## Background

```
In the data supplied for this competition, the text of the individual comment is found in the comment_text column. Each comment in Train has a toxicity label (target), and models should predict the target toxicity for the Test data. This attribute (and all others) are fractional values which represent the fraction of human raters who believed the attribute applied to the given comment. For evaluation, test set examples with target >= 0.5 will be considered to be in the positive class (toxic).
```

In [16]:
# The data also has several additional toxicity subtype attributes. Models do not need to predict these attributes for the competition, they are included as an additional avenue for research.
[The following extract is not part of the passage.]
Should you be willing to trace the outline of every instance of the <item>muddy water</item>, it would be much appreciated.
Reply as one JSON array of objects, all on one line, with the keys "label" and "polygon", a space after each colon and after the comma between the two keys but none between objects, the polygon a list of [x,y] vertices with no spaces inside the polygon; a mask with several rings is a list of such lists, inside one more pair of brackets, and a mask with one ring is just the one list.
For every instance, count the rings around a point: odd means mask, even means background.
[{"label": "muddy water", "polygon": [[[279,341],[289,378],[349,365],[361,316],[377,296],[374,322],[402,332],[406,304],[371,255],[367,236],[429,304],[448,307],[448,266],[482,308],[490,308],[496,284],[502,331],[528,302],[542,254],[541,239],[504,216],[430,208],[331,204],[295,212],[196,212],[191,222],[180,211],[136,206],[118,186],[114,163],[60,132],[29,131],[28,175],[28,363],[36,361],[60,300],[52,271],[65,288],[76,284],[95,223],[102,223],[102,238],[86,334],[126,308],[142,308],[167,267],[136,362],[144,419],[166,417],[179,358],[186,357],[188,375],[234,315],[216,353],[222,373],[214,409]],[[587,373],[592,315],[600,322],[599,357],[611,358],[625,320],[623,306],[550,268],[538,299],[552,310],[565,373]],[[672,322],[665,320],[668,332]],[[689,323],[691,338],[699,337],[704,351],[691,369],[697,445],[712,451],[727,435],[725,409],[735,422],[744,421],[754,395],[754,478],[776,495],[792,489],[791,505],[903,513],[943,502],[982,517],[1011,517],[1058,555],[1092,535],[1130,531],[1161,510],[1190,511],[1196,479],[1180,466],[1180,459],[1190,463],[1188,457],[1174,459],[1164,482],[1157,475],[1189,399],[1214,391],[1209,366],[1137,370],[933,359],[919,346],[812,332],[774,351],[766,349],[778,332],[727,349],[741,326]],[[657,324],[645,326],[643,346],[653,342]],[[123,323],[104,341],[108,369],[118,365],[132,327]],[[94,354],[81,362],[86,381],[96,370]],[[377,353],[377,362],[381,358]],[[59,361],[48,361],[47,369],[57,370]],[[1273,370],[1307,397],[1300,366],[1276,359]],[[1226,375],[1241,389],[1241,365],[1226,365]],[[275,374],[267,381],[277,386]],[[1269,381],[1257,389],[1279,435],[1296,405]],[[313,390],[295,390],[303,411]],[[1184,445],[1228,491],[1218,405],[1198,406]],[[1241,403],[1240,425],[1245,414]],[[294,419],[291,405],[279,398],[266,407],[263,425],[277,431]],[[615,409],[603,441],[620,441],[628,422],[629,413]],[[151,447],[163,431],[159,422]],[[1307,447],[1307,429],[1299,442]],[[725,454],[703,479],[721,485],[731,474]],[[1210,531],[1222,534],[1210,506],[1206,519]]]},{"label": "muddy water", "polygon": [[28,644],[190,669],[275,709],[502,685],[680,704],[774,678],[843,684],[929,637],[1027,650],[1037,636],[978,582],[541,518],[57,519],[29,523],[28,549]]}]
Subtype attributes are:
TOXICITY_SUBTYPES = [
    "severe_toxicity",
    "obscene",
    "threat",
    "insult",
    "identity_attack",
    "sexual_explicit"
]

In [18]:
# Additionally, a subset of comments have been labelled with a variety of identity attributes, representing the identities that are mentioned in the comment. The columns corresponding to identity attributes are listed below. Only identities with more than 500 examples in the test set (combined public and private) will be included in the evaluation calculation. These identities are shown in bold.

class IdentityAttribute:
    def __init__(self, identity, evaluated):
        self.identity = identity
        self.evaluated = evaluated

IDENTITY_ADDTRIBUTES = [
    IdentityAttribute("male", True),
    IdentityAttribute("female", True),
    IdentityAttribute("transgender", False),
    IdentityAttribute("other_gender", False),
    IdentityAttribute("heterosexual", False),
    IdentityAttribute("homosexual_gay_or_lesbian", True),
    IdentityAttribute("bisexual", False),
    IdentityAttribute("other_sexual_orientation", False),
    IdentityAttribute("christian", True),
    IdentityAttribute("jewish", True),
    IdentityAttribute("muslim", True),
    IdentityAttribute("hindu", False),
    IdentityAttribute("buddhist", False),
    IdentityAttribute("atheist", False),
    IdentityAttribute("other_religion", False),
    IdentityAttribute("black", True),
    IdentityAttribute("white", True),
    IdentityAttribute("asian", False),
    IdentityAttribute("latino", False),
    IdentityAttribute("other_race_or_ethnicity", False),
    IdentityAttribute("physical_disability", False),
    IdentityAttribute("intellectual_or_learning_disability", False),
    IdentityAttribute("psychiatric_or_mental_illness", True),
    IdentityAttribute("other_disability", False)
]        

```
In addition to the labels described above, the dataset also provides metadata from Jigsaw's annotation: toxicity_annotator_count and identity_annotator_count, and metadata from Civil Comments: created_date, publication_id, parent_id, article_id, rating, funny, wow, sad, likes, disagree. Civil Comments' label rating is the civility rating Civil Comments users gave the comment.
```

In [29]:
CIVIL_COMMENT_EMOTES = [
    "funny",
    "wow",
    "sad",
    "likes",
    "disagree"
]

CIVIL_COMMENT_METADATA = [
    "created_date",
    "publication_id",
    "parent_id",
    "article_id"
]

JIGSAW_ANNOTATIONS = [
    "toxicity_annotator_count",
    "identity_annotator_count"
]

## Initialization

In [1]:
%run jupyter/notebook_modules.ipynb

In [2]:
import ops.kaggle_dependencies

importing Jupyter notebook from /home/jupyter/kaggle-jigsaw-unintended-bias-in-toxicity-classification/ops/kaggle_dependencies.ipynb
Note: you may need to restart the kernel to use updated packages.


In [3]:
import kaggle
import pandas as pd

import bronze_data_preparation
import bq
from competition import THIS_COMPETITION

importing Jupyter notebook from bronze_data_preparation.ipynb
importing Jupyter notebook from bq.ipynb
importing Jupyter notebook from competition.ipynb


In [4]:
TRUNCATE_BRONZE_DATA = False

In [6]:
bronze_data_preparation.initialize(TRUNCATE_BRONZE_DATA)

## Basic Data Structure

In [5]:
kaggle.api.competition_list_files_cli(THIS_COMPETITION)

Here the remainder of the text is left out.